We have an app built in Delphi 7 using Indy 9 for https connections to a php back end running on PHP, on Linux. The app connects to our current production server without a problem. We have been building a test environment for this application in house, and on the test web server, it refuses to connect using https. The app HAS been able to connect to this server using http. I can connect any current browser using the same web calls the app makes (haven't tried older browsers), and I get the connection, and the data returs perfectly, so apparently a there's something in Indy 9 holding this up from working (which is why this question is here and not on ServerFault) Does anyone have enough experience with Indy / SSL to know what's happening here?
Here are the few differences I thought might have some input:
1. I was initially starting with a wildcard cert. It is valid, and on the correct domain. It works with everything else we have on lots of servers.
2. Thinking it was possible that wildcard certs are a newer thing than Indy 9, I removed the wildcard cert, and put in a self signed cert, with the full machine name. It failed in the same way. BUT, as you know, browsers issue a cert exception with these self signed certs, so I was unsure if this would ALSO give Indy problems.
3. I'm sure the version of OpenSSH on our new development server is newer than the one that is currently on our production server. I can dig out these exact versions if someone thinks it will help.

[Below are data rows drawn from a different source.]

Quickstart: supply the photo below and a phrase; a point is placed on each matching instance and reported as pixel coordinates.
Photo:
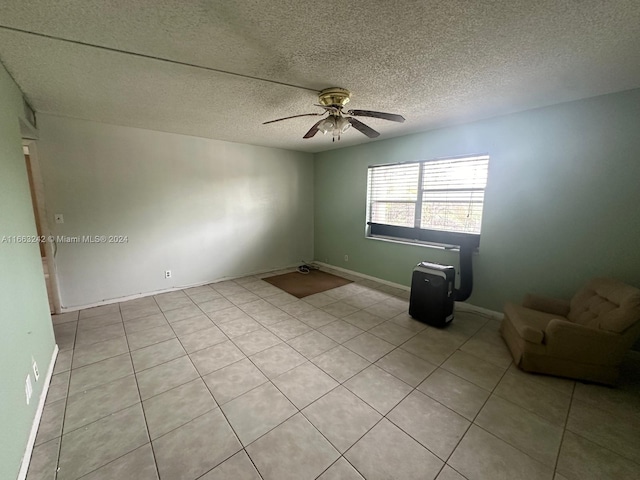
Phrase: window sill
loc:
(416, 243)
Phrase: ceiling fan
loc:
(333, 100)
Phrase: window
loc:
(433, 200)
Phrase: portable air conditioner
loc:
(432, 293)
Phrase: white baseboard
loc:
(24, 468)
(110, 301)
(462, 306)
(485, 312)
(362, 275)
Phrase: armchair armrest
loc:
(550, 305)
(569, 340)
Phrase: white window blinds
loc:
(444, 194)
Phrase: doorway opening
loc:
(47, 248)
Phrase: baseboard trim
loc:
(110, 301)
(26, 459)
(485, 312)
(462, 306)
(362, 275)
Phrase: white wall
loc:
(205, 209)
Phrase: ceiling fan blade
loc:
(361, 127)
(368, 113)
(313, 130)
(294, 116)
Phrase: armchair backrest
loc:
(606, 304)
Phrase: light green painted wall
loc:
(562, 200)
(25, 324)
(204, 209)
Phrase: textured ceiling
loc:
(435, 62)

This is an app I inherited, so my knowledge of SSL and Indy is limited. This app is at the end of it's life, so upgrading to Indy 10 is not something my company is going to fund. Any help or pointers or hints are extremely welcome, and my thanks would be infinite.
Thank you so much Stackers!
There's no mention of the specific error that is going on, so to offer suggestions without the particular error message is difficult.
1) Track down the actual responses you are receiving in the SSL handshake and try to make heads or tails of the messages. (DoStatusInfo())
2) (Big guesss here) SSL connectivity comes in different versions where the older versions are out of date and no longer recommended to be supported. If you are building a new server, it likely has defaults that are different than the current production machine which I'm assuming to be a much older build. (The older it is, the more applicable this guess is.) The newer servers should hopefully be refusing to connect to SSL V2 and V3 (and only allowing TLS) So it could be the difference of configuration of old production server and new test server and this new one is filtering out the older SSL versions and preventing the handshake to continue. (Which would be shown in handshake failures in #1 which is your real tool to use to answer this question.)
Here's a quick test of connectivity using openssl.exe. Try this connection to the test box and to the production machine to see if the connection is made. You can try v3 as well to either verify or eliminate this guess...if they act the same, then concentrate on #1. :)
openssl s_client -ssl2 -connect yourhost:443
Try enabling the sslvrfPeer flag in the TIdSSLIOHandlerSocket.VerifyMode property and then return True in the TIdSSLIOHandlerSocket.OnVerifyPeer event.